> --
> You received this message because you are subscribed to the Google Groups "mongodb-user" group.
> To post to this group, send email to mongod...@googlegroups.com.
> To unsubscribe from this group, send email to mongodb-user...@googlegroups.com.
> For more options, visit this group at http://groups.google.com/group/mongodb-user?hl=en.
>
>
The key is to use a single document to "synchronize" the transaction,
i.e. the commit or abort must be done with a single-document update. One
way to do this is to create a special collection for transaction
documents and then do transactions in these steps (i.e. using locks):
1. create the transactions document.
2. "lock" each object the transaction will use (see below, saved inside
the object).
3. commit the transaction, by atomically updating the transaction
document if it has not been aborted.
4. atomically update each object and remove its lock (only if still locked).
5. when all updates have been successful, remove the transaction
document and return success.
The locks are written as a field in the locked object and consists of a
reference to the transaction document and an expiration time. By always
locking objects in a particular order we can avoid dead locks.
When the transaction document is updated to "committed" (or earlier) all
intended updates for each object is also written to the transaction
document. That way we can complete the updates even if the client crashes.

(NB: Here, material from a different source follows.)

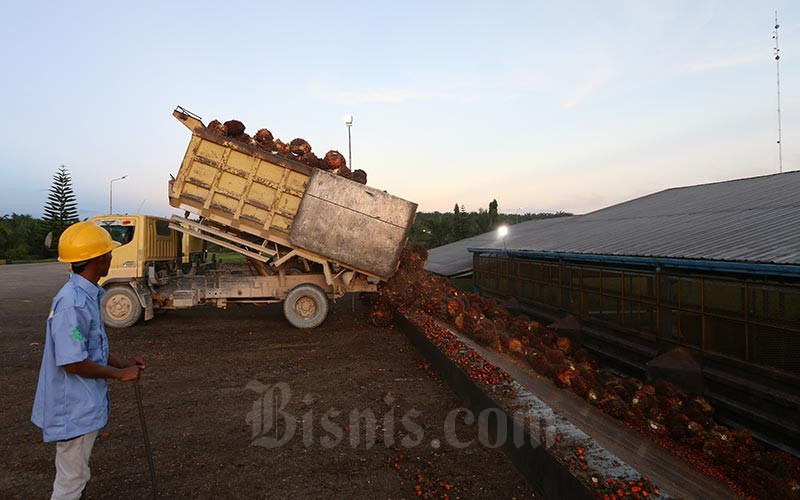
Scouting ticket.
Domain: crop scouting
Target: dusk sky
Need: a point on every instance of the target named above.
(542, 105)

If a new transaction finds an expired lock it can look up the
transaction document and try to abort it (only possible if not
committed). If the transaction is committed, then it can simply update
the objects and release the locks. After an abort it releases the locks
without doing the update instead. If it finds a non-expired lock it will
have to retry it after waiting a few ms.
One could get rid of the transaction document by putting this data in
the "first" of the objects being involved instead (similar to that
Google paper below). Requires fewer updates, but if another client
overwrites that object then the whole transaction is corrupted. With a
separate transaction document an overwritten document just means that we
lose the updates in that document. It is still important to note that
updates outside of transactions simply ignore locks and can overwrite them.
Note that the objects can be locked at the end of the transaction (as
part of committing it), but if you need to make sure the objects are not
changed by another transaction during the whole transaction then you can
lock them in the beginning of the transaction instead...
There are a lot of small things that you need to think about when
implementing something like this (e.g. getLastError with w=? and
wtimeout for important writes and how to safely delete an object in a
transaction), but I'll mostly ignore that here. You should definitely
check that something has been written to a majority of machines in a
replica set before you consider it successfully written...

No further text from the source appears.